As a professional designer we each rely on an opportunity to bid on or earn a shot at the design scope of work early in a project directly from the owner. As the project scopes increase and economic factors grow larger, owners pursue non creative representatives or program managers too early in a projects life cycle. The PM’s or Owner’s rep then buy professional services usually at the lowest price and with self imposed limitations or in design terms “blinders on”! With projects now lead by Construction Manager’s with MBA’s many non financial aspects of creative design process go out the window early. Projects can quickly move from inspirational sketches and concepts to balance sheets and charts. In the early days designers generated quick sketches and early conceptual renderings to capture the personality, look and feel for a project prior to any feasibility or viability work being completed. Today most projects never even get a rendering produced or have a hand drawn sketch to guide the design process, and the concept is never fully vetted. Before anyone can visualize the project; numbers are being crunched and programs defined with tight price driven deliverable lists, renderings and creative ideas are never even considered as line items.

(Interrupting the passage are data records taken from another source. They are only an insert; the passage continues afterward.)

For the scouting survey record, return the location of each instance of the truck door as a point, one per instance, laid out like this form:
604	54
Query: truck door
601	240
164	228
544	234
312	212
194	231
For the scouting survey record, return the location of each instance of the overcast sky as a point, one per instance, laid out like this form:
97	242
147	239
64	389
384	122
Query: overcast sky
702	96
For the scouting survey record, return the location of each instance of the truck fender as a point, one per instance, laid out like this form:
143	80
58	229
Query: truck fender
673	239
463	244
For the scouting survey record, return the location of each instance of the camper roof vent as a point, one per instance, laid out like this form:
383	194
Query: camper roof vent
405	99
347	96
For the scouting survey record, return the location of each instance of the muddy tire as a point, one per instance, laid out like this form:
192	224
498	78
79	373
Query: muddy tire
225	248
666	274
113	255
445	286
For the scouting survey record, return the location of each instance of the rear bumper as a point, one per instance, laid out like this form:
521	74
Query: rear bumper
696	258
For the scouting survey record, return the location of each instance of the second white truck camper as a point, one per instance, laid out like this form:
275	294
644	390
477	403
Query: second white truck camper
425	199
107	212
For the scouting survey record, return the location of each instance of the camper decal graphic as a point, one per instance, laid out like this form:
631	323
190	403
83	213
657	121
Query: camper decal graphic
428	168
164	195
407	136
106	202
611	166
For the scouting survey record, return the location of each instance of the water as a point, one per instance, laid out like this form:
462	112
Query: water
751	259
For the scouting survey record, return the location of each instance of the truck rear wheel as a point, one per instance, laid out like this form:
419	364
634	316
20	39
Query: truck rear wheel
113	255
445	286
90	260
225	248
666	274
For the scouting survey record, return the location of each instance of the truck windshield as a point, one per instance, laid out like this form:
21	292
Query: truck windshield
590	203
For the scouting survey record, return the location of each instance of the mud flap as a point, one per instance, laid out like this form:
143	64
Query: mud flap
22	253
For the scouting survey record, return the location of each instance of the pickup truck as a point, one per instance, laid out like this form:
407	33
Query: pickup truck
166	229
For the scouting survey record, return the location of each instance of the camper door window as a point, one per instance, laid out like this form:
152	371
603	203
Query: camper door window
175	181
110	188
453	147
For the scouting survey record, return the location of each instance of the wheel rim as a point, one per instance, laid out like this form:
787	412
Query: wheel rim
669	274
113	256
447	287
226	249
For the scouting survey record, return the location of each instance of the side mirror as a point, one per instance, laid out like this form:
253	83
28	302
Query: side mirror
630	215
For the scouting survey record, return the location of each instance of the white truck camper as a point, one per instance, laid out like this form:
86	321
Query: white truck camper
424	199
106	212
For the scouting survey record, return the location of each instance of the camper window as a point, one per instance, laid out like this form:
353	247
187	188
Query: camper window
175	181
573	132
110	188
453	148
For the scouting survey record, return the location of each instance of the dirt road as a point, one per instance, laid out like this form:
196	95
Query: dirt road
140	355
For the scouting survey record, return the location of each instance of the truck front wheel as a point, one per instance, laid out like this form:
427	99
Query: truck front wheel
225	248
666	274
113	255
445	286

Design/build can certainly produce a quality project but only if the design is completed before the build starts. A recent project we peer reviewed demonstrated how that design first concept was lost. A project reviewed met the technical and financial requirements of the RFP but lacked any real functionality /practicality or aesthetic. The creative process and conceptual design effort was never even executed. The Program Manager won the design/build contract for the project; then reviewed the project and started over from scratch. Yet again not with a creative driven process but an engineering driven evaluation based on the proposed use and cost plus basis.
Every project must be designed and visualized before being built or we will find ourselves living in a Design/Built world of plain vanilla boxes that are efficient and cheap but not much to look at, and no fun to live inside of!

Quaility driven design firms need to combine forces with quality builders and contractors to create design driven teams and demonstrate that creative design can lead to a more sucessful buiding project and not exceed budgets. Good design processes can save money and deliver a much more valuable project for the owner.

Walk Good and inspire others to dream!